Algıları açıyor, farkındalığı artıyor. Hayatın her anını kaçırmadan yaşamanı sağlıyor. Fotoğraf makinesinden bakarken aslında gerçek anı kaçırdığın söylenebilir ama bir taraftan bütün detayları görüyorsun, geçtiğin yerlerin izini sürüyorsun.

Salyangozlar yürürken arkasında fosforlu bir iz bırakır ve gece de o ışıldar. Benim için de öyle. Fotoğraf çekerken fotoğrafını çektiğim yerlerde İmge’nin izini bırakıyorum. İz bırakan bir eylem fotoğraf. Bir başkasına bırakılması da gerekmiyor, aslında ben hatırlayayım diye bırakıyorum.

İstanbul’un haberi yok belki ama bir iz bırakıyorum.

Çektiğin fotoğraflarda önceden hazırladığın bir kurgu oluyor mu?

Fotoğraf: İmge İldem

Senaryo yazsam diye yola çıkıyorum. Ama o sıradaki psikolojim, enerjim, sokağın insana verdiği, çektiğin insanın sana verdiği enerji… Sokaktaki insanlar profesyonel oyuncu değil. Onları olduğu gibi, senin ekleyebileceğin bir şeyle çekiyorsun. Ama bir modelle çalışırken söylüyorsun ne yapması gerektiğini. Sürekli yapabildiğim bir şey değil. Siyah beyaz çalışıyorum. Detaylar daha çok ortaya çıkıyor. Renkler ilgili dağıtıyor bana göre.

Siyah-beyaz çekimin bakış açınla ilgisi var mı? Fotoğraflarda samimiyetle karışık bir hüzün hissediyorum.

Evet, olabilir. Geçenlerde mutlulukla ilgili bir etkinlik vardı. Şeyin farkına vardım. Hiç fotoğrafını çektiğim mutlu insan yok. Hüzün iyi fotoğraf verir ama benim bakış açımla da ilgisi olduğunu düşünüyorum. Hüzünlü bir tarafım var. Neşeli, gülmeyi seven bir tarafım da var ama bir şekilde hüzün daha çok öne çıkıyor.

Kadrajda bir fotoğrafçıyım. Manzarayla, kumsalın üstündeki boş bir bank çekerek de hayatı sorgulayanlar var. Ama ben dolu dolu bir hikayeyle hayatı sorgulamaya çalışıyorum.

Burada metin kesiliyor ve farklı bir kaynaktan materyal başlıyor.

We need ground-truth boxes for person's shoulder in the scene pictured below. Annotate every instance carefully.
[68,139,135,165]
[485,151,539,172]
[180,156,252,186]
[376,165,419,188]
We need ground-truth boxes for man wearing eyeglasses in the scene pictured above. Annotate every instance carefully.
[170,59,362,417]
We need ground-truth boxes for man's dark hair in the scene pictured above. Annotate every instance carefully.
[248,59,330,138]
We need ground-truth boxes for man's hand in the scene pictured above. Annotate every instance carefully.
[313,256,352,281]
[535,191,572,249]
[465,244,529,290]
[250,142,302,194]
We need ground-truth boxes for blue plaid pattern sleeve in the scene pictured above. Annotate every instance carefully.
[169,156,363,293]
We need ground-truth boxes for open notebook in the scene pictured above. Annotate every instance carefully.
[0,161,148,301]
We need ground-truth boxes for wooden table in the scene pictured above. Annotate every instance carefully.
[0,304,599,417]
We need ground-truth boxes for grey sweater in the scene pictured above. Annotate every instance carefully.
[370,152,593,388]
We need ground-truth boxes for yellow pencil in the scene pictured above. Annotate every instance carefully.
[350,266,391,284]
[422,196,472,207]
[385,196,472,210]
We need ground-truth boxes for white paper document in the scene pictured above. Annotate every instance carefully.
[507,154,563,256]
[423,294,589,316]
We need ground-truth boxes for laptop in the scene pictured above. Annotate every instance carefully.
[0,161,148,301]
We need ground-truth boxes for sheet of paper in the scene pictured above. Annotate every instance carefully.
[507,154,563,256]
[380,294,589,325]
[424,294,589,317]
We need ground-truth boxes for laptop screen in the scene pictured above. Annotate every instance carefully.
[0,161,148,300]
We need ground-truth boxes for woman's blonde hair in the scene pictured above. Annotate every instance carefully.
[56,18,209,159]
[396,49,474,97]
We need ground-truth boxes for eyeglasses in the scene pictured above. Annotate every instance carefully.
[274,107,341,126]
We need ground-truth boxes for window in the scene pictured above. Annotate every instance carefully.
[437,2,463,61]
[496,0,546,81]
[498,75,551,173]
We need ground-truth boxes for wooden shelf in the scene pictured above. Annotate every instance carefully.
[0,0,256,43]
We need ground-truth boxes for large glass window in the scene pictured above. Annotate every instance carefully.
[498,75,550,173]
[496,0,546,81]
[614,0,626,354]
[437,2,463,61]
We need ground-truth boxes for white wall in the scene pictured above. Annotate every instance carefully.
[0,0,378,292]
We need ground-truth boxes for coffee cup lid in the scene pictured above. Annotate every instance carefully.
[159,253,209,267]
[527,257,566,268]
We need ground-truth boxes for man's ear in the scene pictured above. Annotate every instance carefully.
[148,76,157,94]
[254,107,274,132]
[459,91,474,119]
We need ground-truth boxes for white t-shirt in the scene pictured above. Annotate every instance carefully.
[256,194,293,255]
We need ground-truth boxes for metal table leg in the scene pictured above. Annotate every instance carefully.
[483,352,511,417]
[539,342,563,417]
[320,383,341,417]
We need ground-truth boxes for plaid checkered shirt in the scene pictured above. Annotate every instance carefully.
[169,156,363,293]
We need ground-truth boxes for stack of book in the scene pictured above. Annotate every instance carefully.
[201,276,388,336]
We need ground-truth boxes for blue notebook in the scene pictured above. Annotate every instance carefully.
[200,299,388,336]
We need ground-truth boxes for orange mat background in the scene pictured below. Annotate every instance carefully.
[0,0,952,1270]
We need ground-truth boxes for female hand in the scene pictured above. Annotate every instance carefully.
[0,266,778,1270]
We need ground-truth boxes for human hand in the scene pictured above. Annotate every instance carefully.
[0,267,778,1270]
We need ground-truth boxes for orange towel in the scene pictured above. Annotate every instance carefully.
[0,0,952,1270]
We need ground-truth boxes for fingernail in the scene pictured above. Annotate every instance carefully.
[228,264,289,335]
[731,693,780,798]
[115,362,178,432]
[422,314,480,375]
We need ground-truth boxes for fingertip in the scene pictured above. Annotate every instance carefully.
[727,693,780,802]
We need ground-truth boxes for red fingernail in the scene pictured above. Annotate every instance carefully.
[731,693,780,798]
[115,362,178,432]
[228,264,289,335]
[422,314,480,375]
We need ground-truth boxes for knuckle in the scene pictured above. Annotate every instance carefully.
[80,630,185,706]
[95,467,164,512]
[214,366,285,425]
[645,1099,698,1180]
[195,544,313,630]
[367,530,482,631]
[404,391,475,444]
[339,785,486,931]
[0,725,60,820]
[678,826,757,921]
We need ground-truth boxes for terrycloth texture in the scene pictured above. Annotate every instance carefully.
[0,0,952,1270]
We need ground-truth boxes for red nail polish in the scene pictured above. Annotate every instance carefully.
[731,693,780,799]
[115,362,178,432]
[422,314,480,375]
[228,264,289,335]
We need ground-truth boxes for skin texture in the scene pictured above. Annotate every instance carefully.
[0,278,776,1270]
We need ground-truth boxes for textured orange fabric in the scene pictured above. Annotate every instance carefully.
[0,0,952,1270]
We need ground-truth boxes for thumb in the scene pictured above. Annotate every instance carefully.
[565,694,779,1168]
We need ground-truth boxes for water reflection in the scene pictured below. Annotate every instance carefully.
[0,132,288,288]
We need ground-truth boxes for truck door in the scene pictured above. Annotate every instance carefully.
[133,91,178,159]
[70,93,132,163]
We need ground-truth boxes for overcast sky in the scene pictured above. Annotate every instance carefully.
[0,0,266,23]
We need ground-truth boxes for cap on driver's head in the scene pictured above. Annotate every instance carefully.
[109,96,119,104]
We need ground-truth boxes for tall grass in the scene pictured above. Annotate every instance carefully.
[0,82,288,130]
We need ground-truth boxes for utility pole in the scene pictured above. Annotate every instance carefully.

“Çocuğuma bırakacağım İstanbul hikayesi bu. İstanbul’a gittiğim, her köşesini çektiğim…”

İşin maddi tarafını nasıl hallediyorsun?

Bazen yarışmalardan, ödüllerden geliyor. Evim var, maaşım var. Çok değil ama yeterli. Yani bunu ayıracak zaman bırakıyor bana. Mutlu olmak ve kendimi ifade etmek her şeyden önemli.

Fotoğraf: İmge İldem

Zaman o kadar hızlı ki, fotoğraf çekerken daha iyi anlıyorsun. Bir gittiğin yer bir daha aynı kalmıyor. Bir insanı görüyorsun bir daha orada olmuyor. O değişimi fotoğrafla görebiliyorsun. Bir taraftan da çocuğuma bırakacağım İstanbul hikayesi bu. İstanbul’a gittiğim, her köşesini çektiğim…

İstanbul’un birçok yerini gezmiş ve fotoğraflamış biri olarak İstanbul’daki değişime yönelik izlenimlerin neler?

Mekanlara eskisi gibi giremiyorsun. O kadar çok görüntü kirliliği var ki, o güzelim mekanlar görüntü kirliliği içinde kayboluyor. Her yer tarih dolu ama onu o kirli görüntülerle gizleniyor.

O kadar ülkede yaşadım, Birinci Köprü’nün tam ortasından geçerken dünyanın en güzel yeri İstanbul diye düşündüm. Çünkü orada detaylar ve kirlenmişlikler görünmüyor. Ama içindeyken görüntü, ses, çevre kirliliği… İstanbul kirlendi ve eskisi kadar güzel değil. Ne insanlar masum ne de İstanbul. En çok beni o rahatsız ediyor.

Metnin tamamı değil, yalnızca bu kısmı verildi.